# Upper Lower Bounds

To provide a "hands-on" experience of the concept of upper and lower bounds, this activity from Chris Kacmar: Upper and Lower Measures  is a really nice, pair work measuring activity using 1 inch scale rulers (with marks only every inch, no subdivisions), 0.1 inch scale rules (no subdivisions), measuring masses and volumes (using graduated cylinders).

The below resource should help students "to do" upper and lower bound questions, and feel comfortable with using 0.5 instead of 0.49999..... as the upper limit (with the help of inequality symbols)!

The design of the slides and hand-out is influenced by cognitive load theory. The quantity of information has been minimised to focus only on the essential (with a visual image to back up the numerical solutions). It's the result of frustration, across a range of ability levels and ages, that despite conceptual approaches, measuring activities etc. where students seemed to show a good understanding of the imprecision of measurement, too many students continued to consistently get these questions incorrect in an exam situation. The below resources have been effective in improving student's outcomes.

## Teaching slides

Please find below some slides to help present and teach these ideas to students.
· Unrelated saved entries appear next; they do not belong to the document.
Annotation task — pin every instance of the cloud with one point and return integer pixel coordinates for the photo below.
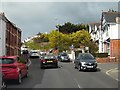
(34, 17)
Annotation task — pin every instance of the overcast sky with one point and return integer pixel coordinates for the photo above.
(34, 17)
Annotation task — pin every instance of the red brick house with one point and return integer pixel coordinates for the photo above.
(10, 42)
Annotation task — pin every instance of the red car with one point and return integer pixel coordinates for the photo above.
(13, 68)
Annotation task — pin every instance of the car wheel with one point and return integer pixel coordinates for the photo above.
(19, 80)
(4, 86)
(79, 67)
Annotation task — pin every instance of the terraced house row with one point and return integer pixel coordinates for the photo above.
(10, 37)
(106, 33)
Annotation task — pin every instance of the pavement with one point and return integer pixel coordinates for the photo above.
(111, 69)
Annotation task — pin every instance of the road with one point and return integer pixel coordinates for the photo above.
(64, 77)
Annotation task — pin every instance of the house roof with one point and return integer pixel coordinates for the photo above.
(110, 17)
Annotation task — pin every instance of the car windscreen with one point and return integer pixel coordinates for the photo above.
(63, 54)
(86, 57)
(6, 61)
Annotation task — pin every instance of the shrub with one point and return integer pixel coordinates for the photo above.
(100, 55)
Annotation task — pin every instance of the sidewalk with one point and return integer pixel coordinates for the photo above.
(111, 69)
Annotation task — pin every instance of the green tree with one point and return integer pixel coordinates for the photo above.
(80, 37)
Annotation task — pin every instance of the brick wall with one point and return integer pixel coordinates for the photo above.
(13, 40)
(115, 49)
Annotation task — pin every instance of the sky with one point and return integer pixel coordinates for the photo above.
(34, 17)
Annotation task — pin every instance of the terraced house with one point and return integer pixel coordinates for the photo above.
(107, 34)
(10, 37)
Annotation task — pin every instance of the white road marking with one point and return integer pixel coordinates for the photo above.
(29, 62)
(77, 83)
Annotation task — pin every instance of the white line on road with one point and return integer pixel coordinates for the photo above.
(107, 72)
(29, 62)
(77, 83)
You can click on each image to make it fill the screen and then click through them. You might also consider presentation mode when using these slides.

## Student worksheet

The below PDF is a worksheet that students can use to accompany, and take notes, as the class works through the teacher slides. It includes the Practice and Exam Questions that can, alternatively, BE completed directly on this webpage using the below self-checking quizzes.

## Practice questions

Upper and lower bounds Practice questions These questions offer practice at the concepts, techniques and ideas from this topic.
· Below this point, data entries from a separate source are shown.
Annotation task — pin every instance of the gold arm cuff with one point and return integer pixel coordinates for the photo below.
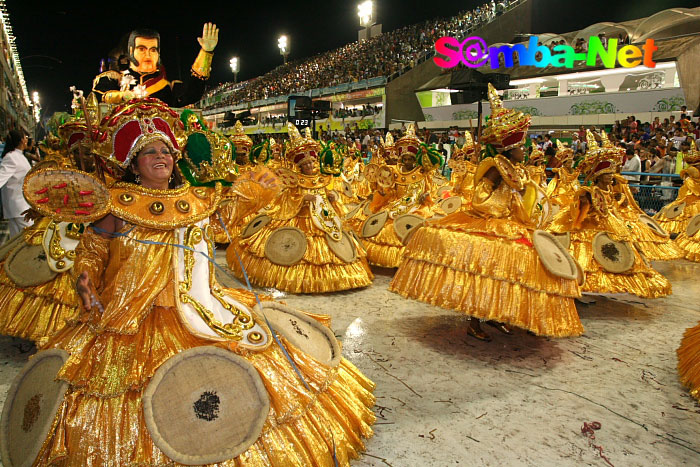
(113, 97)
(202, 64)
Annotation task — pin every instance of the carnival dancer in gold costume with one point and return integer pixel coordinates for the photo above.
(152, 302)
(404, 189)
(300, 245)
(37, 293)
(482, 261)
(599, 239)
(145, 77)
(682, 217)
(563, 186)
(463, 163)
(689, 360)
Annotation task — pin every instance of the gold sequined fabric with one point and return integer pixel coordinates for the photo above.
(688, 194)
(563, 186)
(654, 247)
(689, 360)
(37, 312)
(690, 246)
(320, 270)
(583, 225)
(114, 354)
(481, 262)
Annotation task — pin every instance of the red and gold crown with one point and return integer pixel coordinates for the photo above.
(536, 156)
(408, 143)
(132, 126)
(601, 159)
(300, 149)
(241, 141)
(506, 128)
(693, 156)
## IB Exam Style questions

Upper and Lower bounds Exam style questions Once you feel you have a good grasp of the techniques, try these exam style questions in preparation for the exams.

## Syllabus

SL1.6 Upper and lower limits/bounds of rounded numbers

## Description

• Students are not comfortable with having a "5" as the upper limit, preferring .4 or .41 and eventually understanding $$0.4\bar { 9 }$$, but it does not come intuitively to many, preferring 0.4 or 0.41 etc. Getting students comfortable with the less than '<' symbol as not including 0.5  is the first challenge (some students are then comfortable understanding the greater ease with which a non-recurring number, ending in "5", can be used in calculations).
• The term 'significant figures' is not to be found outside of science and mathematics classrooms (and professional papers/articles).
• The lack of familiarity in day-to-day life with the wide range of decimal numbers i.e. students don't tend to see numbers with more than 2 decimal places much outside of a mathematics/science classroom.
• The use of unfamiliar units e.g. cl, mg, micro and nano units etc.

It is the burden of this extra knowledge, and vocabulary (to which they have to associate meaning) that experience suggests makes this harder for students than the concise focus on the numerical understanding (that most students do have a fair to good notion of) that halfway between two place values in a base-10 numbers system will always end in a 5.

The above resource is designed to try and ensure students are not distracted by their lack of understanding of/familiarity with the above terminology and instead focus on the fact that in a base 10 system, 5 is always halfway.

The aim is to build confidence (by focusing on the "essential" ) that they have a means of seeing their way through to the upper and lower bound of a rounded measure. Ideally, understanding of the above two points will come also (but, in my limited experience, not always for all students).